By David Goddard
Lithography has been around since the 16th century, making it one of humanity’s oldest techniques for duplication. The basic idea of being able to quickly ‘imprint’ images on a target remains the same. But researchers like Gila Stein, the Prados Associate Professor of Chemical and Biomolecular Engineering, have helped take it to a modern level.
Originally, images were transferred by pressing a plate prepared with a variety of substances into a ‘target’ plate coated with fats. The prepared plate would then etch the image into the transfer plate, allowing mass production of images or text.
Now, light is projected through a series of optics on to thin films of photo-sensitive polymers atop a silicon wafer, producing silicon chips.
“Light triggers a chemical reaction, which is the first step towards forming patterns,” said Stein. “Our goal is to understand how the properties of thin polymer films control the progression of these chemical reactions so we can predict how new materials will perform.”
It’s all part of a broader field of research into the understanding and design of functional polymer films for electronics, energy, membranes, and coatings.
Stein’s research group also works with materials called block copolymers that can form patterns and arrays on their own at the nano-level. Gaining an understanding of how these systems self-organize in thin films—two-dimensional layers of polymers—holds endless possibilities. The films can complement lithography in the manufacture of next-generation electronics and can be adapted for controlled use in electronics and sensors.
“Polymer systems have the potential to impact a number of different fields,” Stein said, “but they are also pretty complex.
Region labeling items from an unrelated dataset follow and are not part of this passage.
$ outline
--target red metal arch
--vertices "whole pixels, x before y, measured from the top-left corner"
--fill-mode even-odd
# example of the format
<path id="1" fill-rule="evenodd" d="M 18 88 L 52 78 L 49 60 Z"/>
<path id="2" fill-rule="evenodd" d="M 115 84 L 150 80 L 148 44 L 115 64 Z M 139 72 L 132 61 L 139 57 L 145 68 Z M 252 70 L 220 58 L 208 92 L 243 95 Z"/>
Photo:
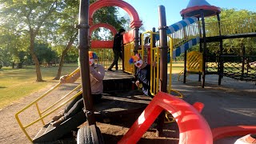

We use techniques like X-ray scattering, infrared spectroscopy, and microscopy to examine structure across multiple length scales, from individual molecules to millimeters.”
Stein noted that faculty and researchers within the department and at ORNL can help build off one another to improve such research.
“We work with faculty in the department to model chemical reactions in thin films, and to study self-assembling polymers that could be used in batteries,” said Stein. “We also collaborate with research groups at Rice University and Oak Ridge to study the surface properties of branched polymers, which are useful in the design of responsive surfaces.”
Just another way that Stein and her research group are proving that small things can make a big difference.